Arbeidskundige beoordeling
4.6.
Appellante heeft aangevoerd dat zij vanuit medisch opzicht niet in staat is de geselecteerde functies te vervullen. Zo zijn volgens haar functies ongeschikt waarbij contact met derden plaatsvindt, productieprocessen niet onderbroken mogen worden of een goede handvaardigheid noodzakelijk is. Het vervullen van dergelijke functies zou haar beperkte belastbaarheid als gevolg van stemklachten, urine-incontinentie en handklachten overschrijden.
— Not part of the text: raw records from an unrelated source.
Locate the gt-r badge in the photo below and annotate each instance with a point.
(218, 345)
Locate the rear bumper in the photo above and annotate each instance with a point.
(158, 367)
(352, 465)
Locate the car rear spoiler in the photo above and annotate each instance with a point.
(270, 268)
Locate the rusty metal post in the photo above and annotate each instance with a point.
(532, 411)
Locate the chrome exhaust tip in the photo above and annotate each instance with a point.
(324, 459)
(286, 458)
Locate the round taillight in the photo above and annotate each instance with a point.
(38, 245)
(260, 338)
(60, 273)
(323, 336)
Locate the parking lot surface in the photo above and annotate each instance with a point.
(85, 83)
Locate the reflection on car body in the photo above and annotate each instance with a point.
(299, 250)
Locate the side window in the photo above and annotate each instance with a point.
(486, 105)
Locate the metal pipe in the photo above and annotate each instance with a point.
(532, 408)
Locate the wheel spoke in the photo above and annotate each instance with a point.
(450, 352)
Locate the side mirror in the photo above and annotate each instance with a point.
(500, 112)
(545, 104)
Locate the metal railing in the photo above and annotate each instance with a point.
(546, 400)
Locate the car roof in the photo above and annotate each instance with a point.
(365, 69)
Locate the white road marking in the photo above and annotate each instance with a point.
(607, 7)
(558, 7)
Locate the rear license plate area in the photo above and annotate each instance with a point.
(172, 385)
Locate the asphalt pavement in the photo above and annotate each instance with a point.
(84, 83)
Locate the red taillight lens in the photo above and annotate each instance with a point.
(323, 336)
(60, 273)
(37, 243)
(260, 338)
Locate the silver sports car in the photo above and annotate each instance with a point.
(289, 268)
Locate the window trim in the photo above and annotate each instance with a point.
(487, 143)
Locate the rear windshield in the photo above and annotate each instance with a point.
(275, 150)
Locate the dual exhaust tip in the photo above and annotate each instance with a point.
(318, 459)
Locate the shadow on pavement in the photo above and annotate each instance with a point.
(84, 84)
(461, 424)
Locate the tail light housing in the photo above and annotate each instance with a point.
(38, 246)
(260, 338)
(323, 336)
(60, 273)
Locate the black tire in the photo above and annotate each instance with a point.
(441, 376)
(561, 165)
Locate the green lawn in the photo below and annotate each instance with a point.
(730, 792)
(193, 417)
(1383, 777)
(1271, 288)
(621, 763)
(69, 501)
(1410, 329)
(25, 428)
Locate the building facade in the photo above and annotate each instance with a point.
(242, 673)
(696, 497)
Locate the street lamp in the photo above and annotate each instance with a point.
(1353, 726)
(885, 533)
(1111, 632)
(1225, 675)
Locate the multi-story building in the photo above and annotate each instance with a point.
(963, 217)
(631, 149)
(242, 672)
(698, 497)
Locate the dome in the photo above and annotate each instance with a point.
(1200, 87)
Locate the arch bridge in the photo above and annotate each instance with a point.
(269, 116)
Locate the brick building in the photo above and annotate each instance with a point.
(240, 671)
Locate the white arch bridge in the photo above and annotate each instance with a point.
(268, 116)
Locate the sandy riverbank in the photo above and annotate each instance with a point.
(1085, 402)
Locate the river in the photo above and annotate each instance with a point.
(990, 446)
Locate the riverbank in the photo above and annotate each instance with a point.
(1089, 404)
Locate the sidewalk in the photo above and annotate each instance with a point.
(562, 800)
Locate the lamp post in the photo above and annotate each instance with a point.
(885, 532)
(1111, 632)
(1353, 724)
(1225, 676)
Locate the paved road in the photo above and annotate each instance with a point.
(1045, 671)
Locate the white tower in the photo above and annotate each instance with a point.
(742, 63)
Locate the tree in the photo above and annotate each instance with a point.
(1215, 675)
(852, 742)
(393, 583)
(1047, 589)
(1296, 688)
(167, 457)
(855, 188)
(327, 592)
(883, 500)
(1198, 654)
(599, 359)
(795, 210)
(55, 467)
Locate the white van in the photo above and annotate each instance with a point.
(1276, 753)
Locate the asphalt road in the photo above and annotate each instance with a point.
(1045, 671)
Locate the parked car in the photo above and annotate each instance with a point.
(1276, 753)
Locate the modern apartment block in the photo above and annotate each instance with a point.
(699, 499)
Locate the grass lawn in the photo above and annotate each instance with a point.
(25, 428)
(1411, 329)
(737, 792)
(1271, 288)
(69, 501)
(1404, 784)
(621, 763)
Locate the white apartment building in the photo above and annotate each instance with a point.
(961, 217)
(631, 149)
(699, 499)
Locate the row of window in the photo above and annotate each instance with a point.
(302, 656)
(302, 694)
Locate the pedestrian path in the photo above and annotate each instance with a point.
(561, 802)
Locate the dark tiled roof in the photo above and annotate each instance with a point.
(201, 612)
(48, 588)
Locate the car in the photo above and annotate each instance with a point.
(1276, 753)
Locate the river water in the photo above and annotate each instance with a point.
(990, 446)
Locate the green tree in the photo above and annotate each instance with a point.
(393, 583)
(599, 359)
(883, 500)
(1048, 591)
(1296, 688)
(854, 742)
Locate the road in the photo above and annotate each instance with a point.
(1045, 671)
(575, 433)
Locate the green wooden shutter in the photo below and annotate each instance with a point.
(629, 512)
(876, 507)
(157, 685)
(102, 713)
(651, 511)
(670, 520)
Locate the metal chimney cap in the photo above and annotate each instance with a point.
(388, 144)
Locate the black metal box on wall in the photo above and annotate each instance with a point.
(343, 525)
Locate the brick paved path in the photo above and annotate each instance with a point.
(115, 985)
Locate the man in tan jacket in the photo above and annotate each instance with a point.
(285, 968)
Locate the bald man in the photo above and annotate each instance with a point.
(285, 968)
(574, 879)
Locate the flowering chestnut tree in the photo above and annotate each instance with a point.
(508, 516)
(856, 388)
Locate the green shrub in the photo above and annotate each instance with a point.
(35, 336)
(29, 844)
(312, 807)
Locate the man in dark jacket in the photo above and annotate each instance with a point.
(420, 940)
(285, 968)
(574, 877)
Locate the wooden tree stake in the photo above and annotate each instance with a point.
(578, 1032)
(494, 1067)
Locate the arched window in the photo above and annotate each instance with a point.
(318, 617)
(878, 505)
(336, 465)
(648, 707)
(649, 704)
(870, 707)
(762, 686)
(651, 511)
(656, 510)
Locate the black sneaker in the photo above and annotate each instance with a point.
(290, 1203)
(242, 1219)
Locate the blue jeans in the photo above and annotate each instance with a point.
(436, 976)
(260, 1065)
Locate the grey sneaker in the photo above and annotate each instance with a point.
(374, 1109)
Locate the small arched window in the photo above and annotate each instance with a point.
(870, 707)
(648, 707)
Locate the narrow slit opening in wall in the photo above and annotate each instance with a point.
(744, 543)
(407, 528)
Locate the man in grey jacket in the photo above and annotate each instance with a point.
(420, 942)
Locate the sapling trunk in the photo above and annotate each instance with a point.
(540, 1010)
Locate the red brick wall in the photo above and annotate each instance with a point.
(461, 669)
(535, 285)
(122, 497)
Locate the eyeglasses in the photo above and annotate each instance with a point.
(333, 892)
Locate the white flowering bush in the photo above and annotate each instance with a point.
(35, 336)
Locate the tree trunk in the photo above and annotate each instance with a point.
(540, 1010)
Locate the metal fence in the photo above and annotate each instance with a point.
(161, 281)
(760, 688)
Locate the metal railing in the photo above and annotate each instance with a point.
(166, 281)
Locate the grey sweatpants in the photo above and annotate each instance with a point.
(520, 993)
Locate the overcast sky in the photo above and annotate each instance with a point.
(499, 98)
Deze beroepsgrond slaagt niet.
4.6.1.
Het oordeel van de rechtbank ten aanzien van de arbeidskundige beoordeling wordt eveneens onderschreven. Uitgaande van de juistheid van de FML van 1 juni 2022 geeft dat wat appellante heeft aangevoerd geen aanleiding voor het oordeel dat de geselecteerde functies in medisch opzicht voor haar niet geschikt zijn. De arbeidsdeskundigen hebben in hun rapporten voldoende gemotiveerd dat de belastbaarheid van appellante niet wordt overschreden. In de geselecteerde functies is geen sprake van een kenmerkende belasting op het aspect spreken. De stemklachten van appellante staan daarom niet aan het vervullen van die functies in de weg. Ditzelfde geldt voor de klachten als gevolg van urine-incontinentie. Uit de functieomschrijvingen komt niet naar voren dat de productieprocessen niet onderbroken mogen worden voor een toiletbezoek. Omdat in geen van de geselecteerde functies sprake is van een structureel aaneengesloten noodzaak tot het gebruik van knijp- of grijpkracht en evenmin van forse kracht of een structureel aaneengesloten noodzaak tot het gebruik van schroefbewegingen met hand en arm, wordt de belastbaarheid van appellante in de functies ook op deze aspecten niet overschreden.

Conclusie en gevolgen

5. Het hoger beroep slaagt dus niet. De aangevallen uitspraak wordt bevestigd voor zover aangevochten. Dit betekent dat de vaststelling van de mate van arbeidsongeschiktheid op 67,77% in stand blijft.
6. Appellante krijgt daarom geen vergoeding voor haar proceskosten. Zij krijgt ook het betaalde griffierecht niet terug.

BESLISSING

De Centrale Raad van Beroep bevestigt de aangevallen uitspraak voor zover aangevochten.
Deze uitspraak is gedaan door M.L. Noort, in tegenwoordigheid van K.M. Geerman
als griffier. De beslissing is uitgesproken in het openbaar op 25 oktober 2023.
(getekend) M.L. Noort
(getekend) K.M. Geerman

Bijlage

Artikel 5 van de Wet WIA
Gedeeltelijk arbeidsgeschikt is hij die als rechtstreeks en objectief medisch vast te stellen gevolg van ziekte, gebrek, zwangerschap of bevalling slechts in staat is met arbeid ten hoogste 65% te verdienen van het maatmaninkomen per uur, doch die niet volledig en duurzaam arbeidsongeschikt is.
Artikel 6, eerste lid, van de Wet WIA
De beoordeling of iemand volledig en duurzaam arbeidsongeschikt of gedeeltelijk arbeidsgeschikt is, wordt gebaseerd op een verzekeringsgeneeskundig en een arbeidskundig onderzoek.